The Federal Government’s proposed ISP-level filtering may have “unintended consequences” on Australia’s national security, local software player, Ey3, claims.
In an open letter, the independent software vendor (ISV) predicted encrypted Internet traffic would increase significantly if a filter was put in place. This would result from highly skilled individuals circumventing the system through technologies like an encrypted virtual private network (VPN), it claimed.
According to Ey3 director, Luke Elin, increased VPN will spell higher and more difficult workloads for government intelligence agencies monitoring Internet traffic.
He also pointed to a recent user survey conducted by broadband community site, Whirlpool, which found 92.6 per cent of respondents did not support the Internet filter. The website boasts more than 300,000 users, several of which are involved in the ICT industry.
“If only these 300,000 plus technically competent people start routinely using encrypted VPN technology, it will make the already difficult job of monitoring Internet traffic and communication [signals intelligence] for the purpose of Australia’s national security significantly more difficult,” Elin said in the letter. “Modern VPNs are very easy to use with minimal cost – from as little as $100 per year.

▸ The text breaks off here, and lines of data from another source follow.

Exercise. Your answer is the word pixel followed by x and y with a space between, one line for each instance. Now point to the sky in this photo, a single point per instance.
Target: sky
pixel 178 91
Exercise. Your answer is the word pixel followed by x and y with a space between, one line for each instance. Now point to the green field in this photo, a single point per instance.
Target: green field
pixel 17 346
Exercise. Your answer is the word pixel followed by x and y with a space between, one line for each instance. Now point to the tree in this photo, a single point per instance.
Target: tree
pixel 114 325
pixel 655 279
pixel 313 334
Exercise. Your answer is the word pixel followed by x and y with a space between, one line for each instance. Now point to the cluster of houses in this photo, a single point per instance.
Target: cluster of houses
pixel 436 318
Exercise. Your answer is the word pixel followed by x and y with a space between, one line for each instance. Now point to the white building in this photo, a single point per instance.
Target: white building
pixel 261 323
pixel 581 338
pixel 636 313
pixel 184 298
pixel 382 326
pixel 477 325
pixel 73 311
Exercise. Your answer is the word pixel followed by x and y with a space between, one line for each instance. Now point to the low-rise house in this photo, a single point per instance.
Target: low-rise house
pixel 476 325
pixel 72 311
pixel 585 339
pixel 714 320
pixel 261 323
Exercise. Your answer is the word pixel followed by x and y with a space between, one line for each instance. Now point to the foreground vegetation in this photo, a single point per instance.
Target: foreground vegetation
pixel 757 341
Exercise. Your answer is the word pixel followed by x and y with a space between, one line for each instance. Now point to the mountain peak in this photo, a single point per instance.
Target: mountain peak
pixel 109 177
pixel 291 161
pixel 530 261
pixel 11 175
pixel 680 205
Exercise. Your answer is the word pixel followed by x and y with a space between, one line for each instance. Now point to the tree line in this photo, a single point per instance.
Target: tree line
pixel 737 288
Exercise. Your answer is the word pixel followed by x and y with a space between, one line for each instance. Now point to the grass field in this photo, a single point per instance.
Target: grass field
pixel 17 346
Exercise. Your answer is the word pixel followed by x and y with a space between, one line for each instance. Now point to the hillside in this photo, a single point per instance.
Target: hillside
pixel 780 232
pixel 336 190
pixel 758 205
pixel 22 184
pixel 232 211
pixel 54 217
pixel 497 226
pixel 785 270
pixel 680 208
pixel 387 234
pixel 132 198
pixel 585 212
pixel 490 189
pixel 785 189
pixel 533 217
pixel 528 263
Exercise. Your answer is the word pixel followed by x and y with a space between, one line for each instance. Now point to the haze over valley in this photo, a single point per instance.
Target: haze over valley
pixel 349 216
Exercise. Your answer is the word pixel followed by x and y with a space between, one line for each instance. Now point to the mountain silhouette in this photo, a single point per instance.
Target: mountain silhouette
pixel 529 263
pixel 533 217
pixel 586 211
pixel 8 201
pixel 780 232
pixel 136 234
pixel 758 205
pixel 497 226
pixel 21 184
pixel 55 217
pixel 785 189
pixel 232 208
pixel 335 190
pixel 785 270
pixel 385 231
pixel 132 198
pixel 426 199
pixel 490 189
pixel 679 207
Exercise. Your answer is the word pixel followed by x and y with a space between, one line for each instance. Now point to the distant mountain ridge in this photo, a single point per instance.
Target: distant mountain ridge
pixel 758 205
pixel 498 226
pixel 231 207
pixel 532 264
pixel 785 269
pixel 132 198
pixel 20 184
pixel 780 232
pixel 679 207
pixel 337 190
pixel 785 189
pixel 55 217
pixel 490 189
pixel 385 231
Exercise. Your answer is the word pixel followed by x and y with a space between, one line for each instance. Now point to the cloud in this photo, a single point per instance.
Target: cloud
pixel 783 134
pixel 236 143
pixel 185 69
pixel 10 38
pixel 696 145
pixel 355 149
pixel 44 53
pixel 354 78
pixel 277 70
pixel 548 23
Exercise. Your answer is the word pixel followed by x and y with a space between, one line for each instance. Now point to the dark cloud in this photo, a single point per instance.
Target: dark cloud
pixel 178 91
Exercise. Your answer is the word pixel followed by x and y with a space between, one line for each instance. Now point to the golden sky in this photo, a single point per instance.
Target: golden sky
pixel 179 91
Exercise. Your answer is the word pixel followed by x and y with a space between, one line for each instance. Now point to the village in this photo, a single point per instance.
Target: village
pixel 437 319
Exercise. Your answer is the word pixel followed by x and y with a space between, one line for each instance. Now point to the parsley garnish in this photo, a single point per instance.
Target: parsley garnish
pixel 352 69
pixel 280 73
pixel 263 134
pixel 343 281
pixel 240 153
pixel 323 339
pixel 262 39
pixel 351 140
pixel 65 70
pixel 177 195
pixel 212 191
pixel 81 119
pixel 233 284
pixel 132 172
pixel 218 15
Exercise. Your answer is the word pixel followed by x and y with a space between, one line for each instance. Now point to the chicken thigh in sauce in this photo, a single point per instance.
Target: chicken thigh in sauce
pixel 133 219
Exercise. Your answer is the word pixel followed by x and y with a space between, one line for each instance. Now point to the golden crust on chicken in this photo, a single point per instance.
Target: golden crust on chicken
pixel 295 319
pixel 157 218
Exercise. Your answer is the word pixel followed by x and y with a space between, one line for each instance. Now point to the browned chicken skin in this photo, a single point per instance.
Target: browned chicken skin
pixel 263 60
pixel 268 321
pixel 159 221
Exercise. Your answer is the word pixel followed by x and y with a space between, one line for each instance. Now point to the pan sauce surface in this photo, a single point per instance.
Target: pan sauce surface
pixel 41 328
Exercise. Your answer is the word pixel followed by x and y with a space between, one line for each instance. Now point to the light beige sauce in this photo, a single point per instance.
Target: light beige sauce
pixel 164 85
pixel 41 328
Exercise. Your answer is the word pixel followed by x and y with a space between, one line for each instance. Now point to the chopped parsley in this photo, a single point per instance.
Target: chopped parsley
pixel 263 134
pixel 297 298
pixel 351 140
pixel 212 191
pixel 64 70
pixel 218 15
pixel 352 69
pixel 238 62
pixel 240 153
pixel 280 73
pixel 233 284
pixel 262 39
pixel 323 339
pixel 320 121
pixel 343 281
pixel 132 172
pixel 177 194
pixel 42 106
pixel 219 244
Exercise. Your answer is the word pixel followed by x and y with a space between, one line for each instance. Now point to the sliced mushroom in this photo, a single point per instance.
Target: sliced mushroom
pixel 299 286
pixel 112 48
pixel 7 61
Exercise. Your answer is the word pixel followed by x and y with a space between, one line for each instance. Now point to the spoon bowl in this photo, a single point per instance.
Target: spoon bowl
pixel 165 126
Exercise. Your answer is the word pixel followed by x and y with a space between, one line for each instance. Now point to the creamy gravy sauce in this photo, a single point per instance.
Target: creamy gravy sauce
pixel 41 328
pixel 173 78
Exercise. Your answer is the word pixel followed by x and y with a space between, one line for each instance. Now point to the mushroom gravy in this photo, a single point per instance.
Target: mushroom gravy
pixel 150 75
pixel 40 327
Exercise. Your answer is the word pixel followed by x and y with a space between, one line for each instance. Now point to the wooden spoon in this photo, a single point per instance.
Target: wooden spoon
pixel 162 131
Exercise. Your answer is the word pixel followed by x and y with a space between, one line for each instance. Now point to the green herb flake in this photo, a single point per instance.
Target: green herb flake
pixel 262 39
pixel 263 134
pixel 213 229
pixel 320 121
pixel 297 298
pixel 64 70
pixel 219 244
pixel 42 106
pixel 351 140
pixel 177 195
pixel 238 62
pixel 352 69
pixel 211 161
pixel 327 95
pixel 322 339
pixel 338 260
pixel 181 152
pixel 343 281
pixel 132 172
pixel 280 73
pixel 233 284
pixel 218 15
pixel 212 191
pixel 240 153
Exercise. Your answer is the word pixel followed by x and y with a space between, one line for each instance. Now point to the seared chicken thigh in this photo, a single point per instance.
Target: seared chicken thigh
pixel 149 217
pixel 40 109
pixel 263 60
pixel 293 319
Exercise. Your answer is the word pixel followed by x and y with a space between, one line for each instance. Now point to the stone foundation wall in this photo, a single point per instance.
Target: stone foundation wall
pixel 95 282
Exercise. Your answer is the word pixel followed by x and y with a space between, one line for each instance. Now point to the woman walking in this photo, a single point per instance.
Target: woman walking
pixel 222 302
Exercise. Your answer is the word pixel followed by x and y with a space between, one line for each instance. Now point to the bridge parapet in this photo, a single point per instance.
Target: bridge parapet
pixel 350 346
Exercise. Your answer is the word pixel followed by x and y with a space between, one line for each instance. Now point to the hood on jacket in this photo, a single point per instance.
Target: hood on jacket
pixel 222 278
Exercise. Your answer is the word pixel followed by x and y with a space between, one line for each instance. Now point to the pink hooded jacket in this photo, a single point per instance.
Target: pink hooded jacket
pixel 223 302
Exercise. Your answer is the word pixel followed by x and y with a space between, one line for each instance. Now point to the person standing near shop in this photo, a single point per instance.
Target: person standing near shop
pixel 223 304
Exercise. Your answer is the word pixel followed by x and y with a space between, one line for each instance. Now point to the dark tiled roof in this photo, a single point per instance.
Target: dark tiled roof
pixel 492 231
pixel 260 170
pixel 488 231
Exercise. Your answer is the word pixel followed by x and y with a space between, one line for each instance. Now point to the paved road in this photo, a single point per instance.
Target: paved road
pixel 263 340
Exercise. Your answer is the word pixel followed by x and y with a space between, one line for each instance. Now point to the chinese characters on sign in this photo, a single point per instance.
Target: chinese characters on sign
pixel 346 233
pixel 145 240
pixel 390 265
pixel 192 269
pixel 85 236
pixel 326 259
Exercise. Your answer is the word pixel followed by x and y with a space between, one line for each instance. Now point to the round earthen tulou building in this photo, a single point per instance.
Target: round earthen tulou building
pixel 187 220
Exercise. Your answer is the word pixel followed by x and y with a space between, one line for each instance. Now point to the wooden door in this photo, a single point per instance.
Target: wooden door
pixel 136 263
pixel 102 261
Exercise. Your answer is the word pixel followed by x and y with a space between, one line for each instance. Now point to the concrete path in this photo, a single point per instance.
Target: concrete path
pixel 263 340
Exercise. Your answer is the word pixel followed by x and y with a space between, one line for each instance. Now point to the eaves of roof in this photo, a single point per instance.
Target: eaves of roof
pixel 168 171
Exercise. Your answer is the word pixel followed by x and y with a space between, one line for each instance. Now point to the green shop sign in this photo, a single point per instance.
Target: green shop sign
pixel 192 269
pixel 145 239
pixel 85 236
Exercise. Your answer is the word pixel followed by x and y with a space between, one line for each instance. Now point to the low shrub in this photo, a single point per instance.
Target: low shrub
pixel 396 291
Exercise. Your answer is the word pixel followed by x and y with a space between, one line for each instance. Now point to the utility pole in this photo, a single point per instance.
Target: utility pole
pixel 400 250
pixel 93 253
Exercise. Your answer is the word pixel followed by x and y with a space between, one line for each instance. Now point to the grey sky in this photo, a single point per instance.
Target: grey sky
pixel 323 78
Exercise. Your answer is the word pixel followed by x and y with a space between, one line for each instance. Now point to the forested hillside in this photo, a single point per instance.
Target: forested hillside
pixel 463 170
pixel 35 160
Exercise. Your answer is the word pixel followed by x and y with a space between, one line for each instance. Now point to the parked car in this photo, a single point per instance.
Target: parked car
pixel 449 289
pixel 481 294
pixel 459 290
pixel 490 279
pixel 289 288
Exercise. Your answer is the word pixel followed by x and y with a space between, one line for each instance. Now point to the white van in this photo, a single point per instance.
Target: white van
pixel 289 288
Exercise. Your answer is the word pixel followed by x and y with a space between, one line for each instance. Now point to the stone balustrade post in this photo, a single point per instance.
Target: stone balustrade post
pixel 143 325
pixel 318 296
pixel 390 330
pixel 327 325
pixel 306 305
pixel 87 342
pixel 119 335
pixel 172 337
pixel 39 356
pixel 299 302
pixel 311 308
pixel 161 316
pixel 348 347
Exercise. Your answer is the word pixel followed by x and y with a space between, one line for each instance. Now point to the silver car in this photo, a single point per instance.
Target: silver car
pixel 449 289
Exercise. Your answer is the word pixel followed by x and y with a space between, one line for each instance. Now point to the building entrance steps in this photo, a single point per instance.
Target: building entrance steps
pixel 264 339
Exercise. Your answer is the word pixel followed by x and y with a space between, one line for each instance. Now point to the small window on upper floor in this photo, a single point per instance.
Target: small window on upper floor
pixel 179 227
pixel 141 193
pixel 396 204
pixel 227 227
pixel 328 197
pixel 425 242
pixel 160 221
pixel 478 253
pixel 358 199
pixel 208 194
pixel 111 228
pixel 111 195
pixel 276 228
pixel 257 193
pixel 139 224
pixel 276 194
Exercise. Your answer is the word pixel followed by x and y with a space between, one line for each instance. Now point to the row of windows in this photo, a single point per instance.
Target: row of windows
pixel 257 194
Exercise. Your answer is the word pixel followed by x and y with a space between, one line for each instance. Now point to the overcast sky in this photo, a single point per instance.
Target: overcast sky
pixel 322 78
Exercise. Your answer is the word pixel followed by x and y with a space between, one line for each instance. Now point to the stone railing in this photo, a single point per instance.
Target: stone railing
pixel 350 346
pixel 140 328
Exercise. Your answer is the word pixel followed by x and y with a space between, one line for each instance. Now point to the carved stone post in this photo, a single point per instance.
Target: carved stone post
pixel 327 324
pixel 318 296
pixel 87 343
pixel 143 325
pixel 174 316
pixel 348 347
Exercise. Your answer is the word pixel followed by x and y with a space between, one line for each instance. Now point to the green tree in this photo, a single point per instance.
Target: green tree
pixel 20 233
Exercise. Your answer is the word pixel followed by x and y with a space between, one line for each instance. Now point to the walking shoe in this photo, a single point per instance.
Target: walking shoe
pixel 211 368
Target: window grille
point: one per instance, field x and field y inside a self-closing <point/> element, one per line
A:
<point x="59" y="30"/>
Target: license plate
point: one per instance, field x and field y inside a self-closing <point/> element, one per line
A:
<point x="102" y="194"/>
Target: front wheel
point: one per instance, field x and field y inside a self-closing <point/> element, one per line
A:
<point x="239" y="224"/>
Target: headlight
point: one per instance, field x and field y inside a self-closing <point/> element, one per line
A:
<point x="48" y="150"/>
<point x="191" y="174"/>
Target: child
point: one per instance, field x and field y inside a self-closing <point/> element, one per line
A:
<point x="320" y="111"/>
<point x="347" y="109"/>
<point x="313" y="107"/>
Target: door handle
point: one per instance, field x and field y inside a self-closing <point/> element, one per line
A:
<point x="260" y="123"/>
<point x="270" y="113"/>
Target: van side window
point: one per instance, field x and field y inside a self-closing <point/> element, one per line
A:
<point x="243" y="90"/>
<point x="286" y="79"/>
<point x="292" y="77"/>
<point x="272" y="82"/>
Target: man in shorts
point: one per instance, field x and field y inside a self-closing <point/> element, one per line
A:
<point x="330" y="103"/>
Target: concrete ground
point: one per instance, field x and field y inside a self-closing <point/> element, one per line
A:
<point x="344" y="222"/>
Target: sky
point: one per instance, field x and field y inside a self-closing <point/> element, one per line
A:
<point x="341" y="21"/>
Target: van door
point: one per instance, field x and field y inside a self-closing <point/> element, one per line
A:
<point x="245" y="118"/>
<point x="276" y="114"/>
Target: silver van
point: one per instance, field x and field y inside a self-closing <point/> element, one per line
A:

“VPNs give users a secure, private and very likely completely anonymous Internet connection, making it virtually impossible [or at least very difficult and resource-intensive] for law enforcement and other authorised agencies to monitor criminal and terrorist-related activities that might be occurring.”
Elin expressed support for Canberra Senator, Kate Lundy’s proposal of a filter with the option to opt-out to avoid mass adoption of encrypted VPN technology.
His comments come off the back of the Federal Government’s decision to release submissions received on its Internet filter discussion paper during a public consultation process.